Two recent well-designed randomised controlled trials have investigated the safety and efficacy of selected IL5 inhibition with mepolizumab (monoclonal antibody against IL5) in a subset of patients with corticosteroid-resistant eosinophilic asthma. These patients represent a minority of patients with asthma.
In the first study, patients were stratified into two groups according to their daily dose of prednisolone (<10 mg or >10 mg), then randomised to receive either mepolizumab (750 mg intravenously, n = 9) or placebo (150 ml 0.9% saline, n = 11) as five monthly infusions. After a 6-week run-in period, prednisolone dose reduction was attempted according to a predefined protocol.
The second study had a run-in period of 2 weeks prednisolone (1 mg/kg to a maximum of 40 mg), following which 61 patients were randomised to receive 12 infusions of either mepolizumab (750 mg intravenously, n = 29) or placebo (150 ml 0.9% saline, n = 32) at monthly intervals.
Both studies demonstrated a statistically significant reduction in asthma exacerbation frequency accompanied by a significant reduction in blood and sputum eosinophils. Despite this, neither study identified any clinically meaningful improvement in symptoms, forced expiratory volume in 1 s or asthma control. No serious adverse events were recorded in either study population.

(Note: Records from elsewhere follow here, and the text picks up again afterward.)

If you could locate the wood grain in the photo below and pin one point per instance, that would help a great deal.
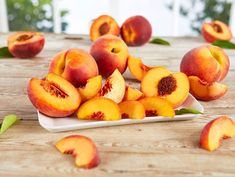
(156, 149)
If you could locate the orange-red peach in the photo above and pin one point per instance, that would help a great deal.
(53, 96)
(102, 25)
(110, 53)
(216, 130)
(82, 148)
(75, 65)
(26, 44)
(216, 30)
(136, 31)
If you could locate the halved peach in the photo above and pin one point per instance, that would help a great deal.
(216, 130)
(91, 88)
(132, 110)
(205, 91)
(99, 108)
(174, 87)
(53, 96)
(132, 94)
(26, 44)
(82, 148)
(114, 87)
(155, 106)
(137, 68)
(102, 25)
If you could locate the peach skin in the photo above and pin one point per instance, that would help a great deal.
(75, 65)
(99, 108)
(82, 148)
(102, 25)
(136, 31)
(160, 82)
(137, 68)
(155, 106)
(26, 44)
(132, 109)
(216, 30)
(216, 130)
(53, 96)
(204, 91)
(110, 53)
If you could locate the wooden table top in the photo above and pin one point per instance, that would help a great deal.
(165, 149)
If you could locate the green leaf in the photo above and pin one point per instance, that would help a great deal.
(187, 111)
(224, 44)
(159, 41)
(8, 121)
(4, 53)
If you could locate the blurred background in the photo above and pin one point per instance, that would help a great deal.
(168, 17)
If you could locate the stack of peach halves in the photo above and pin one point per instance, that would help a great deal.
(74, 85)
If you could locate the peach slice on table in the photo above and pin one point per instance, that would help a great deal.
(204, 91)
(82, 148)
(216, 130)
(75, 65)
(102, 25)
(99, 108)
(114, 87)
(53, 96)
(216, 30)
(91, 88)
(26, 44)
(132, 109)
(174, 87)
(132, 94)
(137, 68)
(155, 106)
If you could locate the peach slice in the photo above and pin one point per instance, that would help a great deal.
(53, 96)
(204, 91)
(155, 106)
(82, 148)
(99, 108)
(132, 109)
(174, 87)
(132, 94)
(216, 30)
(216, 130)
(137, 68)
(91, 88)
(26, 44)
(102, 25)
(114, 87)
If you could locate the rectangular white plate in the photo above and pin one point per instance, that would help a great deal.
(72, 123)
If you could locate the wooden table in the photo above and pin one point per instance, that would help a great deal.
(165, 149)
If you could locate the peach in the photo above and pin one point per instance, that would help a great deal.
(209, 63)
(82, 148)
(174, 87)
(102, 25)
(137, 68)
(99, 108)
(75, 65)
(114, 87)
(91, 88)
(216, 130)
(132, 94)
(216, 30)
(26, 44)
(53, 96)
(132, 110)
(136, 31)
(204, 91)
(110, 53)
(155, 106)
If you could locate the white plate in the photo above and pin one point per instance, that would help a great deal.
(72, 123)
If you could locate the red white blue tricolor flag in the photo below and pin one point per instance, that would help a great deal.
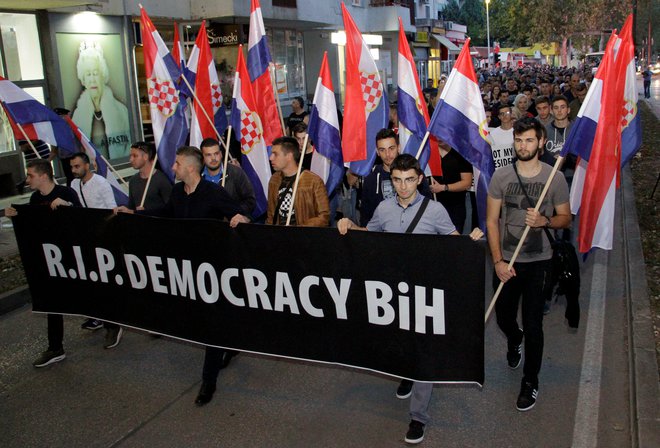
(366, 110)
(249, 132)
(38, 121)
(258, 63)
(121, 198)
(605, 136)
(460, 120)
(413, 112)
(323, 131)
(207, 88)
(167, 108)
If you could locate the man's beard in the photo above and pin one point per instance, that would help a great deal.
(529, 157)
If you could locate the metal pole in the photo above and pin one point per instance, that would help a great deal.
(488, 32)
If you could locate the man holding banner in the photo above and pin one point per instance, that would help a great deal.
(514, 191)
(40, 178)
(409, 212)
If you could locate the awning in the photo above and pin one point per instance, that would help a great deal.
(446, 43)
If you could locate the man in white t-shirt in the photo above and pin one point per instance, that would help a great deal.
(502, 138)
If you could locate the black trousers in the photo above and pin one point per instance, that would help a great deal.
(529, 283)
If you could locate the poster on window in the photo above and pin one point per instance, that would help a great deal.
(94, 89)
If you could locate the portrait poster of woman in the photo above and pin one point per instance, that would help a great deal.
(94, 89)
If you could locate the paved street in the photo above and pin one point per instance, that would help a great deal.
(141, 393)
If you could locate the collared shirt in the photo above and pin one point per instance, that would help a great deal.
(95, 193)
(390, 216)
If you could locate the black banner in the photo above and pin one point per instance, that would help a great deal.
(406, 305)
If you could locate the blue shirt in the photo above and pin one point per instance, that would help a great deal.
(390, 216)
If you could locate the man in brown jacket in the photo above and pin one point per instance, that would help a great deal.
(311, 206)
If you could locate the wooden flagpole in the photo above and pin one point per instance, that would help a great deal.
(295, 185)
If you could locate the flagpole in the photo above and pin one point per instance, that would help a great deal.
(295, 185)
(524, 235)
(199, 103)
(112, 168)
(146, 187)
(224, 167)
(273, 82)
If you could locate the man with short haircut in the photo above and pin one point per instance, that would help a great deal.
(141, 158)
(195, 197)
(311, 207)
(559, 127)
(395, 214)
(377, 184)
(509, 210)
(47, 193)
(502, 138)
(543, 111)
(237, 184)
(94, 191)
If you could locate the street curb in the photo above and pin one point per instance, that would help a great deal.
(13, 299)
(645, 394)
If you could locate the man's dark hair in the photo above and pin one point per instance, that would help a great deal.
(193, 153)
(289, 145)
(299, 127)
(542, 99)
(387, 133)
(148, 148)
(210, 141)
(83, 156)
(559, 98)
(526, 124)
(405, 162)
(41, 166)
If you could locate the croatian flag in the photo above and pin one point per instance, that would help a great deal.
(366, 110)
(248, 131)
(412, 111)
(207, 89)
(38, 122)
(459, 120)
(323, 130)
(121, 198)
(258, 64)
(167, 110)
(606, 135)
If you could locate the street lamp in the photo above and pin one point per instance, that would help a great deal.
(488, 33)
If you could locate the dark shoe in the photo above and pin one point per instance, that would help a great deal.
(113, 336)
(49, 357)
(92, 324)
(227, 356)
(205, 394)
(513, 354)
(415, 432)
(404, 390)
(527, 397)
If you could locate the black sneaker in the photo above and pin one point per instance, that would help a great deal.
(49, 357)
(415, 432)
(527, 397)
(113, 336)
(404, 390)
(513, 354)
(92, 324)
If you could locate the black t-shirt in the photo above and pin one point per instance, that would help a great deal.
(284, 195)
(60, 191)
(453, 164)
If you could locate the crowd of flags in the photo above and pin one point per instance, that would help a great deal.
(186, 104)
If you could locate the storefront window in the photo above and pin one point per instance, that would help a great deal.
(287, 53)
(21, 52)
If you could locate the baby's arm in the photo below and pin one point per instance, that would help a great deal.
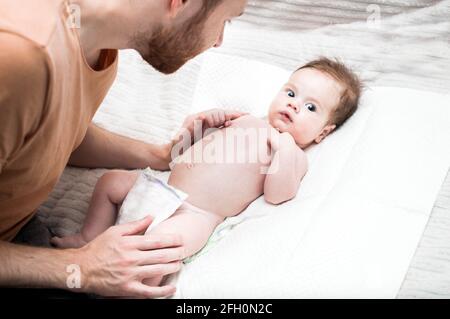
(286, 171)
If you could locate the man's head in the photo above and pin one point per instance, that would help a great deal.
(187, 28)
(318, 98)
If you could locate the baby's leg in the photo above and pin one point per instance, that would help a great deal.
(194, 226)
(110, 191)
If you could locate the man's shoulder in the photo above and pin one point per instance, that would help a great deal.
(21, 61)
(31, 19)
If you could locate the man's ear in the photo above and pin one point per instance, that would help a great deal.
(176, 6)
(325, 132)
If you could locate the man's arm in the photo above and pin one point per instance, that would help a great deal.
(114, 264)
(103, 149)
(286, 171)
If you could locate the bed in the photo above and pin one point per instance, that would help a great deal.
(402, 51)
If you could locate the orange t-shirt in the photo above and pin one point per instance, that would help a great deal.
(48, 97)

Improvement in asthma lung function and symptoms was demonstrated with corticosteroid therapy alone, reflecting the heterogeneity of this disease and implying a complex interaction of a host of inflammatory cell types, of which eosinophils play just one part. In summary, these studies do suggest that, in a subgroup of patients, eosinophils are an important contributor to the pathophysiology of asthmatic exacerbations. These patients may benefit from targeted IL5 therapy with mepolizumab.
▸ Nair P, Pizzichini MMM, Kjargaard M, et al. Mepolizumab for prednisolone-dependent asthma with sputum eosinophilia. N Engl J Med 2009;360:985–93.
▸ Haldar P, Brightling CE, Hargadon B, et al. Mepolizumab and exacerbations of refractory eosinophilic asthma. N Engl J Med 2009;360:973–84.